No. It is good advice. It's very good advice if you want to find a place where you fit well. Unless you're starving and just need a job, any job, right now.

Allow me to explain: After some ups and downs in my career I resolved to be true to myself. In my case that means calling bullshit on ridiculous things. You know what happened? I found out really quickly where I would have been miserable, and I was totally surprised by some incredible groups that wanted someone just like me, they just didn't know it.

Actual responses from me in interviews that found me a great fit:

Q: <contrived hypothetical completely unanswerable>

A: I don't know that sounds like a contrived question. I'd be asking why you have that problem in the first place.

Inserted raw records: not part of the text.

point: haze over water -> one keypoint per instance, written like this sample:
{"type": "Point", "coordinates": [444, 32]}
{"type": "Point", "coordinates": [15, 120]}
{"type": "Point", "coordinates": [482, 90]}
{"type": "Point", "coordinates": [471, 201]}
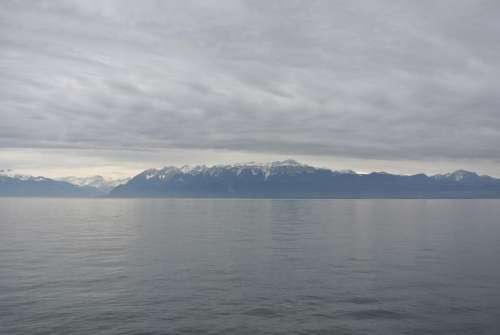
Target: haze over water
{"type": "Point", "coordinates": [213, 266]}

Q: "people who do what you do are often vague and noncommittal"

A: that's because most people who do what I do haven't bothered to read the foundational texts, thus they rely upon tropes and ceremony. This field is full of muppets.

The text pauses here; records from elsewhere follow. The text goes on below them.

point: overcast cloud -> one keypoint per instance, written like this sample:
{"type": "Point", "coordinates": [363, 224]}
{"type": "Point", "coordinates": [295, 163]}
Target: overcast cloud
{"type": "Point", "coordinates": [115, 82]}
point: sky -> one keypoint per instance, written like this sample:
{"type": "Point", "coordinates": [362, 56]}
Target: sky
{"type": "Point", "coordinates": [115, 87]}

Q: what's your greatest weakness

A: sometimes I'm just a little too awesome smirk that says "are we really playing this game?"

Q: are you <blah blah> certified?

A: no I've purposefully avoided <blah blah> certification.I think it's heavy handed bullshit and I don't want to be associated with it or asked to do it

No joke these were real responses that got me great jobs and client engagements. They also quickly helped me discover people I wouldn't enjoy working with.

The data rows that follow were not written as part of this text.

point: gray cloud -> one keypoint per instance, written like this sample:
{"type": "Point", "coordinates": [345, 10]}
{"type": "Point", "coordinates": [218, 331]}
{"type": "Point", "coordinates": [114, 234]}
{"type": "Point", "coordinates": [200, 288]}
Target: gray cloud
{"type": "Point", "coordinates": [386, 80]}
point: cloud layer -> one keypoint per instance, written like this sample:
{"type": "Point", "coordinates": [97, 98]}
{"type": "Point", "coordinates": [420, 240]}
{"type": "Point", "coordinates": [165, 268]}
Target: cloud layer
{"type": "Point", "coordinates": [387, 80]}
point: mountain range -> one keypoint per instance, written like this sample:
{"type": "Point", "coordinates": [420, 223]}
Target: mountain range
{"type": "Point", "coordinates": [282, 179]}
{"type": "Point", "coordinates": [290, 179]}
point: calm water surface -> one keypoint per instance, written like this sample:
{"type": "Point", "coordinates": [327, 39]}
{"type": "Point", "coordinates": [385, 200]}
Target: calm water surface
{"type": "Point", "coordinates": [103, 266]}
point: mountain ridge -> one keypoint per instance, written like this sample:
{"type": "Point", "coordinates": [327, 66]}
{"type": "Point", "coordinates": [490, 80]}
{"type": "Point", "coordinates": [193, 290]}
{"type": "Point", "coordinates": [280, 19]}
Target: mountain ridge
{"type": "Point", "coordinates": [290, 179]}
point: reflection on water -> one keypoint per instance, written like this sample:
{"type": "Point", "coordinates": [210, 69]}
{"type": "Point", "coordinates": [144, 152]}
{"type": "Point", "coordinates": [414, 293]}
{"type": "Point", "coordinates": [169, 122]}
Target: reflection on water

Your answers sound as if you have a strong feeling of superiority, avoid sharing something about you so as not to become vulnerable, and judge things heavily which you haven't experienced firsthand. I could be entirely wrong, but that's what your comment conveys to me. Does this only apply to interviews for you, because you despise them?


I can't say I've done what he did. But I do have felt the need to reply something like that to interviewers sometimes. Maybe now I'll do it, though I wouldn't burn bridges like he does, regardless of whether I'd feel comfortable working for them or not. You just don't know what the future holds..


I guess if you see my responses as burning bridges then you of course wouldn't want to do that. I don't see it as burning bridges at all. I don't take a nasty tone, but a more playful one. The point is to set the boundaries for what our relationship might be like. I have had companies come back to me months later after they figure out that they'd like a relationship on those terms because whatever they were doing in the past wasn't serving them.

Strong fences make good neighbors, yada yada.


No, I love interviews. I can be very extroverted. I'm charming and funny and a little brash at times.

I think it's critically important to explore, at the outset, what the boundaries of your relationship will be with any employer or business partner.

So for me, that means I lay down boundaries that I'm not interested in playing along with ridiculous ceremonies just because that's the way things have always been done. I think the way most interviews are conducted are ridiculous. Thus I push back and see what happens. You surely have your boundaries too. I feel your should respect them.


Show off strong outer armor and a soft, furry underbelly – I find this does well for me in interviews, as well!